ChessUSA.com TalkChess.com
Hosted by Your Move Chess & Games
 
 FAQFAQ   SearchSearch   MemberlistMemberlist   UsergroupsUsergroups   RegisterRegister 
 ProfileProfile   Log in to check your private messagesLog in to check your private messages   Log inLog in 

Houdini & Rainbow Ltd.- beta 2: TOE TO TOE!
Post new topic    TalkChess.com Forum Index -> Computer Chess Club: Tournaments and Matches Flat
View previous topic :: View next topic  
Author Message
Jesús Muñoz



Joined: 13 Jul 2011
Posts: 690
Location: Madrid, Spain.

PostPost subject: Re: Houdini & Rainbow Ltd. - beta 2: TOE TO TOE!    Posted: Wed Jul 04, 2012 10:25 am Reply to topic Reply with quote

Hello!

geots wrote:
Houdini 2.0c x64 vs Rainbow Limited- beta 2


Houdini has been able to slightly increase his lead, and at some point in time Limited- beta 2 needs to make a run at him. "Holding his own" and "playing even with him" won't get the job done now. If "Limited" wants to have any chance at all- he is going to have to soon make a run at Houdini. He can't afford to get any further behind.


Intel i5 w/4TCs
Fritz 13 gui
1CPU/64bit
128MB hash
Bases=NONE
Ponder_Learning=OFF
Perfect 12.32 book w/12-move limit

5'+5"
Match=500 games



[after 245 games]

Code:
Houdini 2.0c x64           +23    +74/-58/=113   53.50%   130.5/245
Rainbow Limited- beta 2    -23    +58/-74/=113   46.70%   114.5/245




Close enough to call this the halfway mark. Hopefully Limited- beta 2 can begin to make this a close match again. It's not out of reach yet.




Back soon-

george


Beta 2 seems is holding a little more than beta 1, although they are playing in different time controls. Here are my results regarding error bars and LOS:

Code:

LOS_and_Elo_uncertainties_calculator, ® 2012.
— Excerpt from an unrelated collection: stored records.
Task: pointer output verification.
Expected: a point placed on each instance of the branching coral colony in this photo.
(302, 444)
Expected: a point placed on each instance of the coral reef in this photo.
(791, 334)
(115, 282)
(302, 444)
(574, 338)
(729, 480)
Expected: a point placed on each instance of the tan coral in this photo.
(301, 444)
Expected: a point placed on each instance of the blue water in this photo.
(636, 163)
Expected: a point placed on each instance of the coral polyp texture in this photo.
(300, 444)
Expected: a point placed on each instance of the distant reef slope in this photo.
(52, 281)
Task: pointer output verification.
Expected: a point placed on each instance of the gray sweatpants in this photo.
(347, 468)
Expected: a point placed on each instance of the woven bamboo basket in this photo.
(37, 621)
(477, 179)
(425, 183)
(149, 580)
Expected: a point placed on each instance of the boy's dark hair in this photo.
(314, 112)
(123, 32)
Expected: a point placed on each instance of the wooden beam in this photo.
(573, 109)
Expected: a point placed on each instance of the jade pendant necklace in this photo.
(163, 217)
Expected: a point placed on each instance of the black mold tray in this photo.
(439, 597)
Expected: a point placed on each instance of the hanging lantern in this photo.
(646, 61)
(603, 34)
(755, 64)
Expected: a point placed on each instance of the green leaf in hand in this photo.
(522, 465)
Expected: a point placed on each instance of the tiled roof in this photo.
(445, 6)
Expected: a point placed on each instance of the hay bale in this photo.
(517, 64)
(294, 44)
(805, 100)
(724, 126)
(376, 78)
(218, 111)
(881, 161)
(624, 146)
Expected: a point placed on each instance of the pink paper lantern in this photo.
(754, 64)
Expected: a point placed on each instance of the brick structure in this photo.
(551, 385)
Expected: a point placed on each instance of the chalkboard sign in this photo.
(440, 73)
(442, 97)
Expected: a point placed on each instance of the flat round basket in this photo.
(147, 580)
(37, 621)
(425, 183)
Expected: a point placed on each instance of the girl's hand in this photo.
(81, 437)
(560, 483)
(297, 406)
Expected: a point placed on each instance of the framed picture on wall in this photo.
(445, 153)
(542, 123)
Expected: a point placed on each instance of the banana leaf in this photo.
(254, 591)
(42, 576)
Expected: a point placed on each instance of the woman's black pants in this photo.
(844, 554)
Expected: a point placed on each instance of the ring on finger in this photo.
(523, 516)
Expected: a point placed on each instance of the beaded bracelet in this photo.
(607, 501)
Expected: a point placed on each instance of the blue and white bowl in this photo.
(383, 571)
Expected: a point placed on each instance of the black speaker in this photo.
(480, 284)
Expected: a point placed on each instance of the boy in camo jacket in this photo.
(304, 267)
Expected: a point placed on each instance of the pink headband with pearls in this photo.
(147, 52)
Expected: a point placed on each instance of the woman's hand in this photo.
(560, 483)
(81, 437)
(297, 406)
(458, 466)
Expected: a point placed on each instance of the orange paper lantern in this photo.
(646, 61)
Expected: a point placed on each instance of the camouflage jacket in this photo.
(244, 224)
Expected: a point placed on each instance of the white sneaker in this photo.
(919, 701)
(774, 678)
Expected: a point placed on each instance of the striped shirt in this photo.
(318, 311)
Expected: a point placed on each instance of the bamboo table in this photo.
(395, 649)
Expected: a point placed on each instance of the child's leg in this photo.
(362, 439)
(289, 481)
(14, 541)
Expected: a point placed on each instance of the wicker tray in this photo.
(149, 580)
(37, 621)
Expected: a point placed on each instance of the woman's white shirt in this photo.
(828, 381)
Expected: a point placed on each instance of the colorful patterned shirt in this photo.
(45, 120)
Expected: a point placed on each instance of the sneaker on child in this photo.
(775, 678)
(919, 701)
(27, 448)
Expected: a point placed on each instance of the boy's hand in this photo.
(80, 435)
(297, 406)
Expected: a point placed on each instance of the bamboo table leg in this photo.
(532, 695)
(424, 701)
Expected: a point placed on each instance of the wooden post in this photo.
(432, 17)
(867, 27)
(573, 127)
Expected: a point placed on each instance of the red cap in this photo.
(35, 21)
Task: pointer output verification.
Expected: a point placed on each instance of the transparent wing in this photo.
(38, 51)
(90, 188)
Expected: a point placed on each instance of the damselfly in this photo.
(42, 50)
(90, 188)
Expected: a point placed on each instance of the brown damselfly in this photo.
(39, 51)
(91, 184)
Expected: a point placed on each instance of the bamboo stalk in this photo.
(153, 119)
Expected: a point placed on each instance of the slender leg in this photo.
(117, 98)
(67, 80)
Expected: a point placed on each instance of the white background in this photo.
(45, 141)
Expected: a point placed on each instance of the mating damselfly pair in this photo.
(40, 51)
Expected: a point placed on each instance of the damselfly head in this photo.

----------------------------------------------------------------
Calculation of Elo uncertainties in a match between two engines:
----------------------------------------------------------------

(The input and output data is referred to the first engine).

Please write down non-negative integers.

Write down the number of wins:

74

Write down the number of loses:

58

Write down the number of draws:

113

Write down the clock rate of the CPU (in GHz), only for timing the elapsed time of the calculations:

3

(Only 1, 2 and 3-sigma confidence error bars are calculated, if possible).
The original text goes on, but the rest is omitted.